Fog Creek Software
Discussion Board




Database and OO: design mismatch?

I'm not sure how to describe what I'm talking about here, so bear with me...

Just for background, I've been doing OO programming in C++, and database programming in Oracle, for almost ten years.  (Yes, I'm sure there are better languages and databases.)  So, I "get" OO.  I mean, I'm not Stroustrup, but I've read, understood, and used the GoF book, just as an example.  (Yes, I'm sure there are better design pattern books.)  Likewise, I'm fairly comfortable with database design issues (3rd normal form, normalization, de-normalization, etc.).

But I'm beginning to see that I don't understand how to effectively link the two together.  Currently, I'm working on a large program with hundreds of C++ classes, and dozens of database tables.  But let me give you a trivial example, and you can scale it up in your mind.

Image you have a customer table and an invoice table, joined on a 'custnum' column.  Each customer can have many invoices.  Your task is to mark each invoice for customer "123ABC" with a 'status' of "PAID".  (Yes, yes, this is all quite horrible, but that's not the point).

My OO understanding tells me, make the Invoice objects children of the Customer object, in a collection of some sort.  Then the Customer can iterate its collection of children, and tell each child, "Mark yourself as PAID".  Each Invoice will know how to do that; the Customer has no idea how the Invoice does it, of course.  Each Invoice object (knowing its unique invoice number) would say, for example:

UPDATE invoice SET status = 'PAID'
WHERE invoicenum = '2003061199999001'

On the other hand, my database understanding tells me that UPDATEing rows in the invoice table iteratively like this is ungodly inefficient.  (Image that customer '123ABC' has 10,000 invoices.)  So instead, I want to issue one statement that updates all the invoice rows at once:

UPDATE invoice SET status = 'PAID'
WHERE custnum = '123ABC'

Again, this is a trivial example, but you get the idea.  I can't find the right words, but it's like there's a mismatch between OO design and DB design.  OO tells me to hide the "MarkAsPaid" implementation from Customer in the Invoice object; DB tells me it's extremely more efficient to let Customer do it, even though OO says it belongs in Invoice.

Why is this is a problem?  Because if I do it the OO way, the database stuff is just too slow; if I do it the DB way, I end up with source code for the invoice table spread out everywhere, instead of being encapsulated in a single class.  The former is intolerable, the latter is a maintenance nightmare (especially in a 300,000 line program).

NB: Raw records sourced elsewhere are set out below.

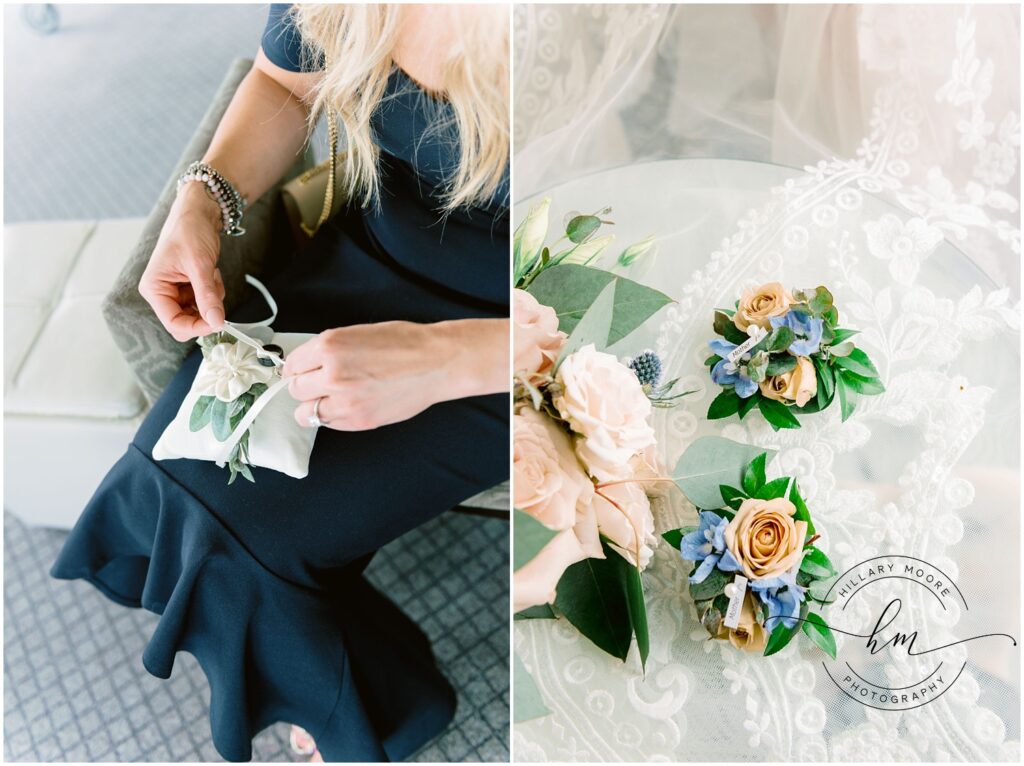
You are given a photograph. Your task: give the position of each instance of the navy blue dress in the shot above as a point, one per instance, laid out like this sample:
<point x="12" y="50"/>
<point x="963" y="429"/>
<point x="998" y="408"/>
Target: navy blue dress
<point x="263" y="582"/>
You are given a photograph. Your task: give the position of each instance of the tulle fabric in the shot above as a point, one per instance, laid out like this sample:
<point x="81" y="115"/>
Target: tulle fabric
<point x="602" y="86"/>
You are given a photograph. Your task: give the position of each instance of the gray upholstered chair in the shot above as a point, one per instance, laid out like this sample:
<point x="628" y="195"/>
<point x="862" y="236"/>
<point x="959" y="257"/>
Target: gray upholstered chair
<point x="152" y="353"/>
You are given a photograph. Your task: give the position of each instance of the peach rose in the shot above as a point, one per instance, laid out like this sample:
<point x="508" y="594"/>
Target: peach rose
<point x="799" y="384"/>
<point x="548" y="482"/>
<point x="764" y="538"/>
<point x="536" y="336"/>
<point x="626" y="520"/>
<point x="604" y="403"/>
<point x="535" y="582"/>
<point x="758" y="305"/>
<point x="749" y="633"/>
<point x="550" y="485"/>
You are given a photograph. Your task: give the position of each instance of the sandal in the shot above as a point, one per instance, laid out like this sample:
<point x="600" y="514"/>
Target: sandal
<point x="302" y="743"/>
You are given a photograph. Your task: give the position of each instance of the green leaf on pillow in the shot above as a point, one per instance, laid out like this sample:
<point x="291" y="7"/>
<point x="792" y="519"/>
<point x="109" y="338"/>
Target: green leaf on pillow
<point x="220" y="419"/>
<point x="201" y="413"/>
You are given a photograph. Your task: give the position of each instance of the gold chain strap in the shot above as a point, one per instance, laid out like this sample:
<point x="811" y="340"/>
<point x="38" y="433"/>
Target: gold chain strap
<point x="332" y="129"/>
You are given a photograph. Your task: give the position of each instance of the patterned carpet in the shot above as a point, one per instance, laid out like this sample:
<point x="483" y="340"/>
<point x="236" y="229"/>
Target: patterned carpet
<point x="94" y="118"/>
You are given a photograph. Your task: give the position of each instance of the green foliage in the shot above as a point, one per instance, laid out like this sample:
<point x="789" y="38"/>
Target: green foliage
<point x="570" y="290"/>
<point x="724" y="405"/>
<point x="777" y="414"/>
<point x="817" y="630"/>
<point x="708" y="464"/>
<point x="528" y="538"/>
<point x="603" y="599"/>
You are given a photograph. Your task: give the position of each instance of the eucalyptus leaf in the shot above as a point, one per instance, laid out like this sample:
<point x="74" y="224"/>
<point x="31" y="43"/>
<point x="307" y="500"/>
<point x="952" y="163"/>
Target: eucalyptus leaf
<point x="220" y="419"/>
<point x="594" y="326"/>
<point x="712" y="586"/>
<point x="847" y="398"/>
<point x="754" y="474"/>
<point x="780" y="364"/>
<point x="774" y="488"/>
<point x="592" y="596"/>
<point x="817" y="630"/>
<point x="541" y="611"/>
<point x="526" y="701"/>
<point x="858" y="363"/>
<point x="780" y="635"/>
<point x="867" y="386"/>
<point x="710" y="462"/>
<point x="201" y="414"/>
<point x="726" y="403"/>
<point x="724" y="326"/>
<point x="777" y="414"/>
<point x="571" y="289"/>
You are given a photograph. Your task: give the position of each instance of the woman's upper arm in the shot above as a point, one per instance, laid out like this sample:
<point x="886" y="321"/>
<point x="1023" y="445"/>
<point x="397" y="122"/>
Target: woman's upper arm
<point x="281" y="54"/>
<point x="299" y="83"/>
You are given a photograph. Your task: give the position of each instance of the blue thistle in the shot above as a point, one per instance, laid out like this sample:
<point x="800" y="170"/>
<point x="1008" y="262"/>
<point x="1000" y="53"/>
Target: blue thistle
<point x="647" y="367"/>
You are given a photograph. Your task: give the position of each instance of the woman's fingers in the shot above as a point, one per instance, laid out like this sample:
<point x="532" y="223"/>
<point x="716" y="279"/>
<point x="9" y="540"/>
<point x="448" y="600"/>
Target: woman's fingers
<point x="308" y="385"/>
<point x="167" y="301"/>
<point x="202" y="275"/>
<point x="305" y="358"/>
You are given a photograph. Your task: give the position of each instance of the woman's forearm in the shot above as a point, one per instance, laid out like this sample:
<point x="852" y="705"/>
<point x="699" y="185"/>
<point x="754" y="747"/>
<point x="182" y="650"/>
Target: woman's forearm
<point x="260" y="135"/>
<point x="478" y="354"/>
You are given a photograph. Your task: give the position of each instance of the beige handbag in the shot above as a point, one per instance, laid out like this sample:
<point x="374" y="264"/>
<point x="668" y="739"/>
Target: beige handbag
<point x="311" y="198"/>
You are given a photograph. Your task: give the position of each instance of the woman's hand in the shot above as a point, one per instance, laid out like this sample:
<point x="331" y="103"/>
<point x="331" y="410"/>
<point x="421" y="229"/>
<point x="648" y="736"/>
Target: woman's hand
<point x="182" y="282"/>
<point x="368" y="376"/>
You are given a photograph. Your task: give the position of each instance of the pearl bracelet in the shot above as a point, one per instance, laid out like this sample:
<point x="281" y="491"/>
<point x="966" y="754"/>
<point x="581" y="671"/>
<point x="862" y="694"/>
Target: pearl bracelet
<point x="231" y="204"/>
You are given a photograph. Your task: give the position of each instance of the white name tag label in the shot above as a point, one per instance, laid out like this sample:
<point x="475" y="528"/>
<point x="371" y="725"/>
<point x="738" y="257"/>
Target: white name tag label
<point x="737" y="353"/>
<point x="738" y="591"/>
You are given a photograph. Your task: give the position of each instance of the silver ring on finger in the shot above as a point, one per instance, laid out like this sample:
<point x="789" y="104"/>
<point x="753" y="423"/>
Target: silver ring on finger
<point x="314" y="421"/>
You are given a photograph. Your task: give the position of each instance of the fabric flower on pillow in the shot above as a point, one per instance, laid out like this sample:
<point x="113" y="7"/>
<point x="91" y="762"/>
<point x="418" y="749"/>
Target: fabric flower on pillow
<point x="229" y="370"/>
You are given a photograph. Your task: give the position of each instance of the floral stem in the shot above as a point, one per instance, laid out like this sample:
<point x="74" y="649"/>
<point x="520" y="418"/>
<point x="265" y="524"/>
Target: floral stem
<point x="636" y="533"/>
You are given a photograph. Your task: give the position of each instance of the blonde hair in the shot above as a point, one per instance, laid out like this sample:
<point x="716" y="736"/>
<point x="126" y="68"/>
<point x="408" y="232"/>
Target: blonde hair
<point x="357" y="42"/>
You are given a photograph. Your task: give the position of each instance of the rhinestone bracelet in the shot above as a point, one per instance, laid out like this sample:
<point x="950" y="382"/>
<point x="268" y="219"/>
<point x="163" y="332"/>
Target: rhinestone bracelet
<point x="231" y="204"/>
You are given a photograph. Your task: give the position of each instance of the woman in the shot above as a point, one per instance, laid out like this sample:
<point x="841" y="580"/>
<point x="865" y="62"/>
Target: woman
<point x="409" y="295"/>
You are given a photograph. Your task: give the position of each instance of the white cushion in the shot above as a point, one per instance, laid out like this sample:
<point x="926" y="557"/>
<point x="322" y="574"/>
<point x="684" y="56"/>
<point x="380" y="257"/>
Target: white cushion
<point x="59" y="358"/>
<point x="71" y="405"/>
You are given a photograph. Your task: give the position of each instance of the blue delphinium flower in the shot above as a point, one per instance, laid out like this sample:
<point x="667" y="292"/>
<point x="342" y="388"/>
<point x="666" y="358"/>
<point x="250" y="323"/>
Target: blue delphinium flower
<point x="783" y="598"/>
<point x="725" y="373"/>
<point x="707" y="545"/>
<point x="806" y="328"/>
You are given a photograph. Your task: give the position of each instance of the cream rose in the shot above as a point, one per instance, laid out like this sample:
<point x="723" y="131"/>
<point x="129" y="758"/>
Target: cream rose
<point x="764" y="538"/>
<point x="229" y="370"/>
<point x="624" y="517"/>
<point x="758" y="305"/>
<point x="602" y="400"/>
<point x="749" y="633"/>
<point x="799" y="384"/>
<point x="535" y="582"/>
<point x="536" y="338"/>
<point x="548" y="482"/>
<point x="550" y="485"/>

Can anyone point me to some resources - even some keywords to google would be great - that address this issue?  (And no, it's not homework.  I *wish* I was young enough for homework!)

Thanks.

Spaghetti Rustler
Wednesday, June 11, 2003

Just a quick thought.  I would not inherit Invoice from Customer.  An invoice is NOT a customer.  I would utilize Composition rather than inheritance.

Hope that helps

shiggins
Wednesday, June 11, 2003

That was pretty short.  I believe Thinking in Java (which is free at http://www.mindview.net/Books/TIJ/) has a pretty good explanation of composition.

shiggins
Wednesday, June 11, 2003

The difference is simply in the SQL Statement and the naming of the function.

In the Invoice Object:

oInv->MarkAsPaid(long InvNum);

In the Customer Object:

oCust->MarkAllOutstandingInvoicesPaid();

Each function has different SQL statements.

I would say the code goes in the Customer Object because it is the Customer who pays the invoice.  The invoice itself has nothing to do with paying itself, it only knows if it is paid or not.

If I could ask the Customer, "What Invoices have you paid?" they would respond, "I have paid many different invoices? 1,2,3,4 etc etc".

If I could ask the Invoice, "Are you paid?", It would say, "I don't know ask the customer?"

If I understand you problem correctly, I think your code goes in the Customer Class and I don't see why you would have code scattered everywhere.

Dave B.
Wednesday, June 11, 2003

I am learning OO after 12 years of pure DB stuff...that's EXACTLY what I am wondering about...I might be that stupid after all...

shiggins,

You've got it wrong. He never mentioned Invoices inherited from Customer!

DBvsOO
Wednesday, June 11, 2003

Ok, It might sound as if I'm contradicting myself.  I should say the invoice only knows if it is paid, if the customer tells it that it is paid.

Dave B.
Wednesday, June 11, 2003

Oh, good God.  I said "children", didn't I.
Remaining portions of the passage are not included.